The choir, affiliated with the state-owned Turkish Radio and
Television Corporation (TRT), performed the work as part of a larger
40th anniversary celebration for TRT in which 40 Turkish and foreign
conductors were invited to lead the choir in separate concerts,
performing songs of their choosing.
"When I told them on the phone that I wanted to perform an Armenian
work, there was silence for a few seconds on the other end of the
line, but my request was accepted," Mamigonyan was quoted by Hurriyet
as saying.
The youngest of the 40 composers, Mamigonyan is the chief conductor
of the 40-person polyphonic Surp Lusavoric Armenian Choir in Istanbul,
which has been performing in Istanbul for 80 years.
Recordings of the concert will be available in the coming months. In
another historic first, the Ankara Radio Polyphonic Choir will also
perform the same composition in the Holy Trinity Armenian Church in
Istanbul's Beyoglu district.
Mamigonyan said he had doubts until he started working with the
choir and was worried that the TRT administration would retreat at
the last minute. But he was eventually allowed to perform the piece,
achieving a first in modern Turkish history.
In previous years, performing Armenian songs had been banned on TRT
television channels and radio stations, despite the rich contributions
to Turkish music made by Armenians over the centuries.
"Unfortunately, many of the traditions and accomplishments by Armenians
and other ethnic groups in the Ottoman Empire have been trivialized
or obfuscated from collective Turkish historical memory," Antranig
Kzirian, a noted musician and oud composer told Asbarez on Friday.
Kzirian explained this phenomenon as part of a "parallel process"
perpetuated both by Turkey's "reluctance to acknowledge that
non-Turkish cultures contributed greatly to Anatolian culture; and
externally," as well as by "the diasporan-Armenian community's taboo
in discussing issues related to the Armenian Genocide."
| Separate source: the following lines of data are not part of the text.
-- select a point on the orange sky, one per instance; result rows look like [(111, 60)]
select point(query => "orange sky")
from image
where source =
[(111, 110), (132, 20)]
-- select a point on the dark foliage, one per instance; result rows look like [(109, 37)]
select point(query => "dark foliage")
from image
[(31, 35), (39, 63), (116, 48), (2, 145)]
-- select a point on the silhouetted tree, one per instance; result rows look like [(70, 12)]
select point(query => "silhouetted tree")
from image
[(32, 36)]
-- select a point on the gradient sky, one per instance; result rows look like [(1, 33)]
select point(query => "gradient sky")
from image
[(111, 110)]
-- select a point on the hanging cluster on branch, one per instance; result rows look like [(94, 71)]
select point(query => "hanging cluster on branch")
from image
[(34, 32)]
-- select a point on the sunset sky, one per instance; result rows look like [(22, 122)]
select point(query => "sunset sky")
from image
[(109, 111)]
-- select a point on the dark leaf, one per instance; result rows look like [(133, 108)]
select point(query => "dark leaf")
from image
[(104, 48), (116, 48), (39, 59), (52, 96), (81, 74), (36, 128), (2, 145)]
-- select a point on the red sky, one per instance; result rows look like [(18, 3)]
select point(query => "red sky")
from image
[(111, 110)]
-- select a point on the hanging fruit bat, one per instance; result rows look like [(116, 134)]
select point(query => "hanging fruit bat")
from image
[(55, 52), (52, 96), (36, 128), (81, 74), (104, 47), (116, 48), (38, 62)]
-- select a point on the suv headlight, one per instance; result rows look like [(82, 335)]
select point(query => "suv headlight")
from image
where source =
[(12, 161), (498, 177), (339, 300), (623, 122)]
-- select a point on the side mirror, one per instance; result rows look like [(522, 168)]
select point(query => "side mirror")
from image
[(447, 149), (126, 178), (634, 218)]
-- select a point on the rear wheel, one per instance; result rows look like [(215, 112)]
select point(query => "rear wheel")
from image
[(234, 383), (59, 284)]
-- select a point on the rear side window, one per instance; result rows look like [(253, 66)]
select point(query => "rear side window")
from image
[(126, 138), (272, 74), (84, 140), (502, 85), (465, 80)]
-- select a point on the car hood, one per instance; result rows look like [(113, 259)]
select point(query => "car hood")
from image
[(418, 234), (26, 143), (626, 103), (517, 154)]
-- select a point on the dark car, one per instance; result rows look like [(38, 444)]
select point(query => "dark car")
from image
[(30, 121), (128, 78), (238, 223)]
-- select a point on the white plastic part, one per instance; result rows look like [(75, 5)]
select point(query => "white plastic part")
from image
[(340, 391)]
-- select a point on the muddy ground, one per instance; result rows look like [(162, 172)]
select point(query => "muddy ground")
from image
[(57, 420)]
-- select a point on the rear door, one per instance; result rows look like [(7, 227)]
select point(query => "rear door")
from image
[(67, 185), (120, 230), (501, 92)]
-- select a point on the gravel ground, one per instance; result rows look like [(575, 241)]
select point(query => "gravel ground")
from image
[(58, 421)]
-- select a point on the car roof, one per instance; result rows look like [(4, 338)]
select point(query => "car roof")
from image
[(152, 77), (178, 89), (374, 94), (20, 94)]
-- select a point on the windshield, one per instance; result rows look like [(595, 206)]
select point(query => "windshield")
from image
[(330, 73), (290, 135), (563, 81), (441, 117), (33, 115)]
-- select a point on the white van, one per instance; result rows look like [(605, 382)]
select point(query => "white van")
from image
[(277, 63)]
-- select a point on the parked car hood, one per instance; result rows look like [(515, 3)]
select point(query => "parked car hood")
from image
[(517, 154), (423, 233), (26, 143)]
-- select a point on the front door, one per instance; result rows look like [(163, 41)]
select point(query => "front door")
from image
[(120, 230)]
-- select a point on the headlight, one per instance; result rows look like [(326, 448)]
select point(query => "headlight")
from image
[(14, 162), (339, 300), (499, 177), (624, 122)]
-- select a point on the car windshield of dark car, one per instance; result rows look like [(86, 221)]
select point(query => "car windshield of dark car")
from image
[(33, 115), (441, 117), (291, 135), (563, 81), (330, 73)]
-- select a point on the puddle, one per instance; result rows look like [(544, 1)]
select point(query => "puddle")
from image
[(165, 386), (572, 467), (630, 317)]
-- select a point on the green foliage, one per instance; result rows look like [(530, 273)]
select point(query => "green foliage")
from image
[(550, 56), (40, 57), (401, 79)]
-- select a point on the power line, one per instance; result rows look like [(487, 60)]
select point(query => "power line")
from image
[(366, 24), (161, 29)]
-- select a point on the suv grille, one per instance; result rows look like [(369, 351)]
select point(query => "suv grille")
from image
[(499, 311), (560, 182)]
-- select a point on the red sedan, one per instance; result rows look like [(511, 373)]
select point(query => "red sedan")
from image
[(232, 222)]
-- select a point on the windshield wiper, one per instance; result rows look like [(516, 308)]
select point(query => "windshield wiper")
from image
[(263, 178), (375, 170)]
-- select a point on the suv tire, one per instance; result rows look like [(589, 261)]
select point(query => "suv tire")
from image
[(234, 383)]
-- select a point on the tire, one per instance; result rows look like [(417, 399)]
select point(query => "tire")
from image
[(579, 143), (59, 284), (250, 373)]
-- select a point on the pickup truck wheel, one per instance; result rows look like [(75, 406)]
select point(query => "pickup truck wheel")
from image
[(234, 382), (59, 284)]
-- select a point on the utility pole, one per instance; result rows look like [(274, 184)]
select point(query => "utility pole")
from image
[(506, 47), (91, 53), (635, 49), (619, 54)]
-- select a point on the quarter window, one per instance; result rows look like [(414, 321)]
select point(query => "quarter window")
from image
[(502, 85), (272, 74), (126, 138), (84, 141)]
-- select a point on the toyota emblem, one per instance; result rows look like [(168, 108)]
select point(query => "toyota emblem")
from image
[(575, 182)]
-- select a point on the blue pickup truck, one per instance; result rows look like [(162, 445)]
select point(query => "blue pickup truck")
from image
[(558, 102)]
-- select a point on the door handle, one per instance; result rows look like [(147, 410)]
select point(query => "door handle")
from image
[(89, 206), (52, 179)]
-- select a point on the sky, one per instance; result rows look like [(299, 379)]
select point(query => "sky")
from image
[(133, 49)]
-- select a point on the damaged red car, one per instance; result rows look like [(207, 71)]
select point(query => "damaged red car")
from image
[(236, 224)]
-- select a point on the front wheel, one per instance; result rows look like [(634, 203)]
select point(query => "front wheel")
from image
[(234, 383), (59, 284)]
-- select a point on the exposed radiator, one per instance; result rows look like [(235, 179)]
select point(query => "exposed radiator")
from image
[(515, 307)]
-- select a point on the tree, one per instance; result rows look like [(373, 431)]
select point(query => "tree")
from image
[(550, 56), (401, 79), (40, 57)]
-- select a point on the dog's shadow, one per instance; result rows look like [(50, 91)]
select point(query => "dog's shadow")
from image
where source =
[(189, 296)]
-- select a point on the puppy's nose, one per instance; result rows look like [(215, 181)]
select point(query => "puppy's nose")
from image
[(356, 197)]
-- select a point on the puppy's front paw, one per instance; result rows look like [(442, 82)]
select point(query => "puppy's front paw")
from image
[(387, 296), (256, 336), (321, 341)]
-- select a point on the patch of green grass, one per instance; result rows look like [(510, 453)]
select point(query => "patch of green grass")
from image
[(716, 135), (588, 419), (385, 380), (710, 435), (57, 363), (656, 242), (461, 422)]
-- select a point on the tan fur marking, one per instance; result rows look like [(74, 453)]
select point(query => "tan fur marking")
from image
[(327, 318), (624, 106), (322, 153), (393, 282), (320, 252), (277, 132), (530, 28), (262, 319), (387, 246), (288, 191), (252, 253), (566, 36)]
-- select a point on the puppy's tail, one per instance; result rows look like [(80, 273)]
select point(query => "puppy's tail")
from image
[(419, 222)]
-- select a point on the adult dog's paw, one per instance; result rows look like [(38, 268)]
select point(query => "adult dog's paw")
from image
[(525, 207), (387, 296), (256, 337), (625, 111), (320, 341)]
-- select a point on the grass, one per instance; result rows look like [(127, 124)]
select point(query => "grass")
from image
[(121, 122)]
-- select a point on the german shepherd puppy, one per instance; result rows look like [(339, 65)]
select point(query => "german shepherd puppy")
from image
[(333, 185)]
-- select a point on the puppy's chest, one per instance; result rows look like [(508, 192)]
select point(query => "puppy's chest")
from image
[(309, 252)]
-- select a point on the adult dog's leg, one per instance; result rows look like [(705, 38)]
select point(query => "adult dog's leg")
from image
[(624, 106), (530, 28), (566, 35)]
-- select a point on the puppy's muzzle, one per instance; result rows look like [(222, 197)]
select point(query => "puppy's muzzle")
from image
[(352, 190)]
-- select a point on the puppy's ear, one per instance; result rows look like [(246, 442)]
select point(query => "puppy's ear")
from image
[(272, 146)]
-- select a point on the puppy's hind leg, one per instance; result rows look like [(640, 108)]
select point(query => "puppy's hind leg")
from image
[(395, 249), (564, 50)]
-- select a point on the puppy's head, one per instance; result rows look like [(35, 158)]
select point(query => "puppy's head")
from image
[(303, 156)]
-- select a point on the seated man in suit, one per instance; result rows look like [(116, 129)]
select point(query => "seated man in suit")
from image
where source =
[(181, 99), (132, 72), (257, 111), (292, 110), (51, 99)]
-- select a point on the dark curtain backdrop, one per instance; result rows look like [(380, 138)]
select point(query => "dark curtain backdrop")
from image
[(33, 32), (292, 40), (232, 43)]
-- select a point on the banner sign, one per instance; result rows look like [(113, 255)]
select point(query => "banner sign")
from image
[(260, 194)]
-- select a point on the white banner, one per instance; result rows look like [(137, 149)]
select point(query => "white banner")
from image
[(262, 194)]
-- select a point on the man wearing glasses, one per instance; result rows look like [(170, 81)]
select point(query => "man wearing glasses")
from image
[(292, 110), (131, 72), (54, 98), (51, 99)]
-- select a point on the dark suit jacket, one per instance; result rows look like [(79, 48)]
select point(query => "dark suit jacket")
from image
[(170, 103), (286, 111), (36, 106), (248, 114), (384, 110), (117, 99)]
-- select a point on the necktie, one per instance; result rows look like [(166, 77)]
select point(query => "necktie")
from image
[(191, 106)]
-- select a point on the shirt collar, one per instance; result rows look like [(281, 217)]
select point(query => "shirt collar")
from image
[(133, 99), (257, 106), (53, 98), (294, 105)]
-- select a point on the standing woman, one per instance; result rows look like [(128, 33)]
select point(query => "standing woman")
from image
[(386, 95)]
"It remains regrettable that, within an artistic and cultural
framework, Armenian losses in the Genocide also indirectly resulted in
the collective amnesia of Armenian composers living during the Ottoman
Empire," he added. "This incalculable cultural cost has presented a
sadly incomplete tapestry of the rich mosaic and diversity of Armenian
artistic expression."
Composers and luminaries of the 18th, 19th and early 20th centuries
such as Baba Hampartsoum Limondjian, Udi Hrant Kenkulian and Kemani
Tatyos Ekserciyan and several other Armenian composers contributed
greatly to the Armenian nation's achievements, Kzirian said.
"Limondjian's creation of a notation system for classical music, for
example, was used in the Ottoman Empire for hundreds of years and it
remains in use today in the Armenian Apostolic Church," he added.
Kzirian said he hoped that Armenian communities can "rediscover parts
of our great cultural and musical tradition." But this would only be
possible, he noted, through acknowledgement and a growing openness of
the historical reality of the Armenian Genocide in Turkey and abroad.